Seamos cultos: el asco al número trece se llama triskaidekafobia.
No hay que ser supersticiosos, pero
hay ocasiones en que la fuerza de los hechos nos obliga a reconocer que hay más
cosas en este mundo de las que comprende la filosofía de Horacio (Horacio, ya
saben quién les digo: el que iba siempre con Hamlet para que éste le pagara las
copas).
El ejemplo de la vida de Wagner es
ilustrativísimo, ya que ésta estuvo marcada por el número 13 y sus fatalidades.
Las coincidencias son abrumadoras.
Para empezar, nació en 1813 o casi,
porque vino al mundo el 1 de enero de 1814, pero muy temprano. Eran siete
hermanos y, con los seis de la vecina de al lado, sumaban trece niños en el
rellano de la escalera.

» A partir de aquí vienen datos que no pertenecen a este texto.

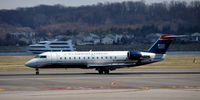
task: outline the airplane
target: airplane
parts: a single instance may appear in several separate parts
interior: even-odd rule
[[[73,51],[44,52],[25,63],[35,68],[83,68],[96,69],[99,74],[124,67],[135,67],[162,61],[176,35],[164,34],[147,51]]]

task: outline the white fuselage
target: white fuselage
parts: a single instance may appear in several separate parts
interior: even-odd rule
[[[139,59],[129,59],[129,51],[45,52],[25,65],[33,68],[121,68],[163,60],[165,54],[139,52]]]

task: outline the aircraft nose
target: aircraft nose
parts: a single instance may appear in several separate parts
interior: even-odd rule
[[[35,63],[32,60],[30,60],[30,61],[28,61],[28,62],[25,63],[25,66],[35,67]]]

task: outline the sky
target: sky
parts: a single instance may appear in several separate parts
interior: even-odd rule
[[[16,9],[22,7],[33,7],[37,5],[56,5],[77,7],[81,5],[92,5],[106,2],[123,2],[123,1],[141,1],[141,0],[0,0],[0,9]],[[170,2],[172,0],[143,0],[145,3],[151,4],[155,2]],[[194,0],[176,0],[176,1],[194,1]]]

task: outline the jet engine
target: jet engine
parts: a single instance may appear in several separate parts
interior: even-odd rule
[[[139,60],[142,57],[142,54],[138,51],[129,51],[127,56],[130,60]]]

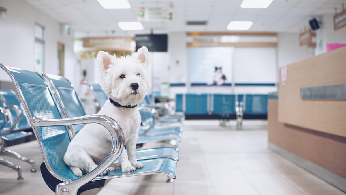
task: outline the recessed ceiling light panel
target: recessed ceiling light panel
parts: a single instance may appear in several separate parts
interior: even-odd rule
[[[131,8],[127,0],[97,0],[104,9],[129,9]]]
[[[267,8],[273,0],[244,0],[240,7],[242,8]]]
[[[248,30],[252,26],[252,22],[250,21],[231,21],[227,29],[228,30]]]
[[[118,25],[123,30],[140,30],[144,28],[139,22],[120,22]]]

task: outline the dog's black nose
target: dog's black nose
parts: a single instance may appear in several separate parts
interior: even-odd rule
[[[134,90],[136,90],[138,89],[138,87],[139,86],[138,83],[136,82],[133,82],[131,83],[130,86],[131,86],[131,87],[132,88],[132,89]]]

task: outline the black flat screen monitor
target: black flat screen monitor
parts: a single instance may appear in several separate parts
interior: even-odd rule
[[[167,52],[167,34],[136,35],[136,50],[145,46],[149,52]]]

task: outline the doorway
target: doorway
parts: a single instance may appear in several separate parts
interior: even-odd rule
[[[59,66],[59,75],[64,76],[65,45],[61,43],[58,42],[58,65]]]

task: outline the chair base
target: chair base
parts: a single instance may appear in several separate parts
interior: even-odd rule
[[[46,184],[49,189],[55,193],[55,186],[56,185],[64,181],[60,181],[53,177],[47,169],[44,162],[42,162],[40,168],[41,169],[41,174]],[[105,179],[102,179],[89,181],[88,183],[81,187],[78,190],[77,194],[79,195],[83,192],[92,189],[102,187],[104,186],[105,181]]]
[[[18,178],[17,178],[17,180],[23,179],[21,176],[21,167],[20,166],[17,166],[11,162],[1,158],[0,158],[0,164],[4,165],[17,171],[18,172]]]
[[[0,154],[18,158],[26,162],[27,162],[31,165],[31,169],[30,170],[30,171],[32,172],[36,172],[36,165],[35,164],[35,161],[34,159],[30,159],[18,152],[7,149],[6,148],[2,149]]]

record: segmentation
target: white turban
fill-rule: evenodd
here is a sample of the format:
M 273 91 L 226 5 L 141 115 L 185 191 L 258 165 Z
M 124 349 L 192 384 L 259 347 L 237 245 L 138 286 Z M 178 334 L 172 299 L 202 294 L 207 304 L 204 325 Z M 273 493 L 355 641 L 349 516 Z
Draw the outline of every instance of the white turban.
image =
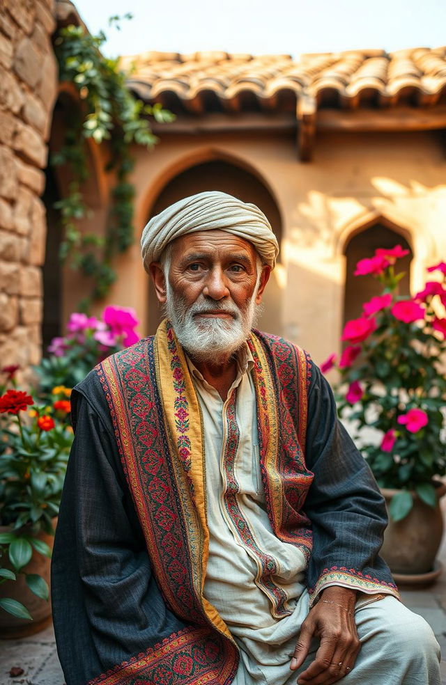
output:
M 144 269 L 148 272 L 151 262 L 157 262 L 176 238 L 215 228 L 252 243 L 262 261 L 274 268 L 279 244 L 263 212 L 256 205 L 214 190 L 179 200 L 151 219 L 141 237 Z

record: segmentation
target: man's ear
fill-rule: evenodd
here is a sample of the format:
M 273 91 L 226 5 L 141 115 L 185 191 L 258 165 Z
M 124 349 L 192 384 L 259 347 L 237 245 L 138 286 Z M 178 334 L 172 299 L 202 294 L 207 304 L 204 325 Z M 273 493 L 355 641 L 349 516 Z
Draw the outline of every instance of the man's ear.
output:
M 260 304 L 262 301 L 262 295 L 263 294 L 263 290 L 265 290 L 265 286 L 270 280 L 270 275 L 271 274 L 271 267 L 268 266 L 268 264 L 264 264 L 262 267 L 262 272 L 260 276 L 260 283 L 259 284 L 259 290 L 257 290 L 257 294 L 256 296 L 256 304 Z
M 158 299 L 158 302 L 164 304 L 167 299 L 167 290 L 166 288 L 166 278 L 164 270 L 159 262 L 151 262 L 148 268 L 155 286 L 155 292 Z

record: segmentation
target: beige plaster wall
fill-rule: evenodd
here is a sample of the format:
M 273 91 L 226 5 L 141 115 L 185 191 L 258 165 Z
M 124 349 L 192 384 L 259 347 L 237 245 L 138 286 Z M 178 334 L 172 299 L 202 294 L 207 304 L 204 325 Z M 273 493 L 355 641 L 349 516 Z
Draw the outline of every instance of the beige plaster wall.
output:
M 139 239 L 164 185 L 210 159 L 233 160 L 261 178 L 283 221 L 282 260 L 275 274 L 282 325 L 273 332 L 321 362 L 339 348 L 348 237 L 383 216 L 401 226 L 414 252 L 413 288 L 426 265 L 446 255 L 446 160 L 436 133 L 320 135 L 314 161 L 299 162 L 289 134 L 161 135 L 149 153 L 135 150 L 135 244 L 119 258 L 109 301 L 134 306 L 147 324 L 147 279 Z M 279 299 L 280 301 L 277 301 Z M 266 313 L 264 321 L 268 321 Z M 267 326 L 266 326 L 267 328 Z

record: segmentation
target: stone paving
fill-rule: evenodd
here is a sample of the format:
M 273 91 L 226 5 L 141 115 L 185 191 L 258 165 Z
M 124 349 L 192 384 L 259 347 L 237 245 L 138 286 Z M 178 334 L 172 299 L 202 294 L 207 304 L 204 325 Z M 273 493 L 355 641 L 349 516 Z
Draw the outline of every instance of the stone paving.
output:
M 402 590 L 403 601 L 413 611 L 424 616 L 431 626 L 441 647 L 442 680 L 446 685 L 446 537 L 439 558 L 442 576 L 435 585 L 424 590 Z M 24 672 L 9 675 L 13 667 Z M 52 624 L 36 635 L 21 640 L 0 640 L 0 685 L 63 685 L 65 680 L 54 643 Z M 391 685 L 377 683 L 376 685 Z

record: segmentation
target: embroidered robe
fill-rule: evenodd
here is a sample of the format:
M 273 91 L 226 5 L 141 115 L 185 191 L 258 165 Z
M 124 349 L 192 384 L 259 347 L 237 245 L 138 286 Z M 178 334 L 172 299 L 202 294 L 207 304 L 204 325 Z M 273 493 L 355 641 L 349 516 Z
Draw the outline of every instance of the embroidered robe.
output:
M 272 530 L 330 584 L 397 595 L 386 517 L 307 355 L 254 331 L 261 473 Z M 208 545 L 199 404 L 168 322 L 72 395 L 75 441 L 52 560 L 67 685 L 229 685 L 236 645 L 203 595 Z

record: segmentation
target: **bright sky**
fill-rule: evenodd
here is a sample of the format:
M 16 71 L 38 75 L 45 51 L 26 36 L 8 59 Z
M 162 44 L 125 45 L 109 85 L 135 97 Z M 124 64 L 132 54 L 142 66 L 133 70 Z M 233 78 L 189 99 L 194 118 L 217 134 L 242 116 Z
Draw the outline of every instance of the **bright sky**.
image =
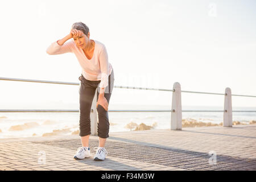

Wagner tenía trece lunares en todo el cuerpo (bueno,
muchos más de los pequeñitos, pero grandes, sólo trece).
Sus padres vivieron en el número 13 de
una calle, aunque sólo durante algunos meses.
El nombre y apellidos de Richard
Wagner tiene precisamente 13 letras, si contamos la ‘ch’ como una sola.
Fue a los trece años cuando descubrió
y perfeccionó una técnica masajística que ya no olvidó durante toda su vida y
que le sirvió de consuelo en sus años de senectud.
Su perro, Wolfgang (llamado así en
honor a Mozart) murió a los trece años.
Un 13 de diciembre cogió una gripe que
le tuvo en cama todo un mes.
Compuso catorce óperas, pero como una
estaba plagiada de un compositor amigo, realmente se quedan en trece.
Wagner falleció el 12 de febrero de
1883, o sea, que ya ven por qué poquito.
¡No me digan que todo este cúmulo de
circunstancias no hace que nos planteemos la veracidad de los esoterismos!